И все подумали: «Ну, теперь очередь за Колькой Захаровым. Устоит, не устоит?..» Захарова в тот вечер в компании не было. Столкновение случилось через несколько дней на береговом бугре, напротив колхозных конюшен. Брата пытались побороть скопом, но он не давался, расшвыривал нападавших. Всех измял, извалял, разогнал — и вдруг появился Колька Захаров.

Гоша стоял на склоне бугра в том месте, где пологость переходит в крутяк, он стоял, можно подумать, расслабленно, беззаботно, посмеиваясь, а Колька матёрым кабаном пёр на него сверху, он рассчитывал, по-видимому, с размаху опрокинуть противника навзничь. Стычка свершилась до того быстро, в долю секунды, что не все успели увидеть и понять, что и как произошло. Гоша резко и сильно уклонился туловищем влево, так как Захаров бежал не просто сверху, а с правой стороны, и когда Колька наткнулся на согнувшуюся фигуру брата, тот разогнулся и кинул Захарова через колено под бугор. И утвердил тем самым за собой славу сильнейшего среди сверстников.

Но ничто не могло надолго оторвать нас от охоты, от рыбалки, от Лены. Это был наш труд и отдых, забота и радость, тревога и наслаждение.

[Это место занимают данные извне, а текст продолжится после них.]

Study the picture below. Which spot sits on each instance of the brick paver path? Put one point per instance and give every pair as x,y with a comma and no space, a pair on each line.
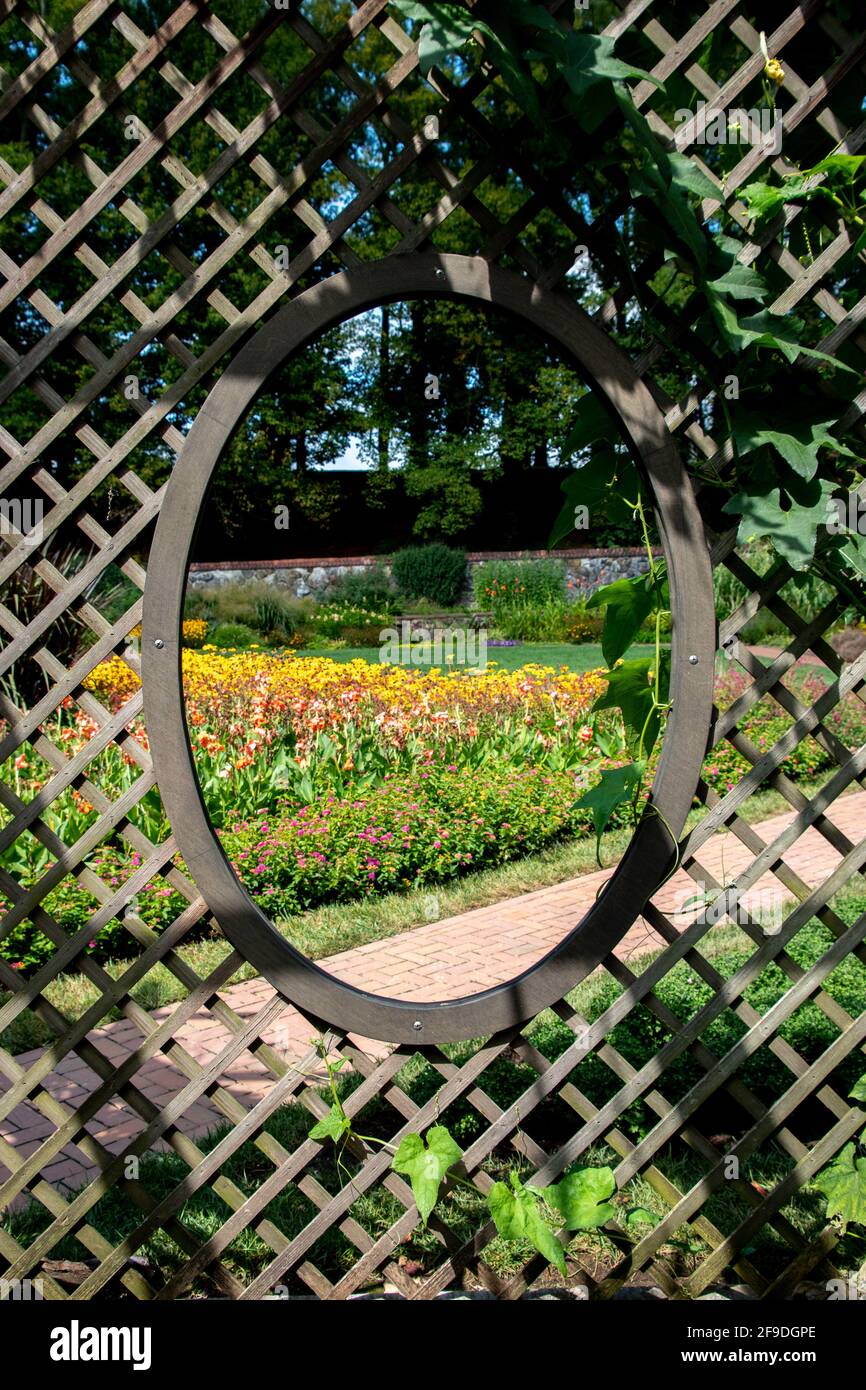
438,961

Вторую половину лета мы обычно рыбачили на стрелке острова и в протоке, но всегда ниже мельницы, расположенной против середины длиннущего острова. Она стояла на безымянном ручье, тот самом, подле которого шла тропа на знаменитый Чистый бор, славившийся брусникой. Ручей был довольно полноводен, однако речушкой всё-таки не назовёшь: если разбежаться, то его можно было перепрыгнуть.

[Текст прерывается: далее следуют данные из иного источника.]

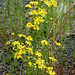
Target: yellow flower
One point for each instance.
(34, 12)
(48, 3)
(29, 43)
(34, 65)
(51, 19)
(52, 72)
(44, 42)
(15, 49)
(28, 57)
(38, 54)
(59, 44)
(22, 50)
(42, 12)
(49, 68)
(52, 58)
(36, 27)
(29, 38)
(17, 55)
(28, 5)
(42, 66)
(21, 35)
(29, 25)
(12, 34)
(8, 43)
(36, 22)
(30, 64)
(30, 50)
(33, 2)
(15, 43)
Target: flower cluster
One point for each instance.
(39, 12)
(50, 3)
(24, 48)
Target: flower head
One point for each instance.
(44, 42)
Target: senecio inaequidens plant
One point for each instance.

Мельница с зелёным лужком, окаймлённым рябинами и черёмухами, заслуживает особого разговора. Я любил бывать там с отцом в зимнюю пору. Старое здание из толстых сосновых брёвен, дрожавшее мелкой беспрерывной дрожью, представлялось мне хранилищем неисчислимого количества тайн; с восхищением я взирал и на бойко вращавшиеся умные жернова, и на глухие стены, обросшие нежным мучным бусом, и на гладкие грани бункеров, отшлифованные непрестанным скольжением зёрен, а когда заглядывал в приоткрытую дощатую дверь на обросшее зелёной тиной громаднейшее мельничное колесо, ворочавшееся с грозной медлительностью, то так и ждал, что из переплетения массивных спиц, обсыпаемых сверху крупными тяжёлыми брызгами воды, высунется плутовская рожица рогатого чертёнка и покажет мне язык. Помольщики съезжались, как правило, из разных деревень, и потому разговоры не затихали круглые сутки. Сельские новости перемежались с политическими дебатами, анекдоты — со страшными колдовскими байками, но более всего повествовалось охотничьих историй.

Протока тянулась на добрых два километра и была намного уже фарватера. Ширина её в разных местах менялась, и течение становилось то быстрее, то тише. Наиболее широкой и спокойной протока была в своём нижнем конце, а у самого острова, по-за мысочками, вода совсем не двигалась. Тут, в ямах-омутах с илистым дном, водились матёрые налимы, только добывать их было нелегко: глубина страшеннейшая и коряг затонувших полно.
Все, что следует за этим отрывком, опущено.